Всего за восемнадцать дней пребывания на фронте я произнес речи и вел беседу в тридцати трех частях, не считая бесед с маленькими группами телеграфистов, циклистов, железнодорожников и т. п. Так как приходилось говорить иногда перед многотысячной аудиторией, на ветру, при свежей погоде, то в Москву я приехал без голоса.

В Киеве, всем в цвету, прекрасном в весеннюю пору, я пробыл с утра до вечера. Уличная жизнь большого тылового центра била ключом. Масса военных. Проводник моего вагона на мой вопрос, докуда он может меня довезти, сказал, что ему ничего на этот счет не известно.

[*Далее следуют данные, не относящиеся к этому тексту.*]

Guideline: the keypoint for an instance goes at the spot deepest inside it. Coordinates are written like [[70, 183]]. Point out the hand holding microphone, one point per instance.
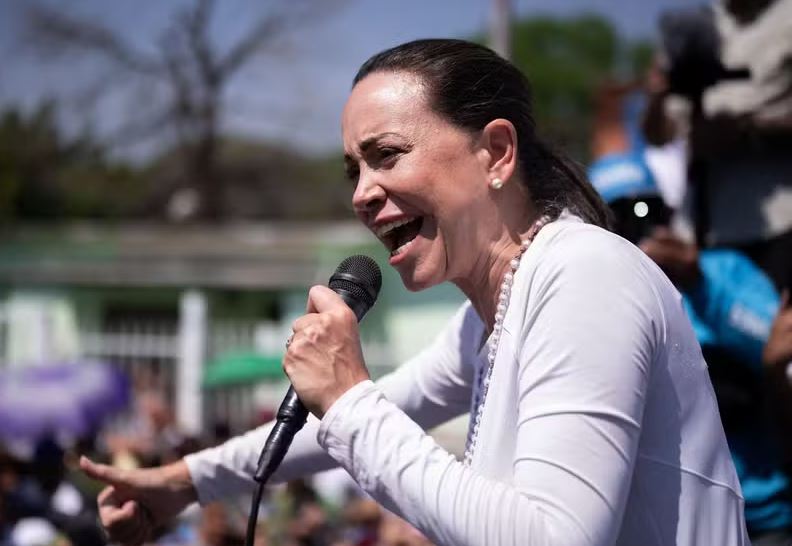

Очевидно, я мог бы в нем проехать до Владивостока. Так как все поезда с фронта были переполнены, то решил его задержать еще на сутки и доехать до Москвы. Ввиду того, что вагон был крохотный, его охотно прицепили к скорому поезду. По дороге в Москву пришлось быть все время в осадном положении. Солдаты взобрались на крышу, сидели на ступеньках, ломились с руганью внутрь. Напрасно проводник увещевал, говоря, что вагон служебный. Ни разу не пришлось выйти из вагона. К счастью, со мной была провизия. За кипятком, хлебом и прочим проводник ухитрялся как-то вылезать через окно служебного отделения. В Брянске солдаты ворвались в коридор, но их удалось удалить, и они заняли уборную и тормозные коридорчики. Двери в коридор пришлось забаррикадировать досками так, чтобы ручки не отворялись. Всю ночь стучали в двери, в окна, на крыше, ругались, что не впускают. На станциях мы все шторы спускали. Стекла в выходных дверях оказались разбитыми. В Москве я не торопился выйти, пока не разошлись мои внешние неприятели, покидавшие фронт, но храбро взявшие приступом мой вагон. Этим тревожным путешествием окончилась моя поездка на фронт, с речами и уговариванием беречь фронт! Чем я не маленький Керенский? На вокзале меня узнал приехавший тем же поездом солдат, часть которого я посетил. Он меня благодарил, говоря, что очень уж я хорошо, благородно все им объяснил, что очень мною солдаты остались довольны. «Куда же едете? – «Домой, на Волынь». – «В отпуск или совсем?» – «Какой отпуск, еду домой. Все едут, чего же мне оставаться. Сказывают – мириться теперь будут».

Очевидно, те, которые говорили менее «благородно», добились более реального успеха, чем я.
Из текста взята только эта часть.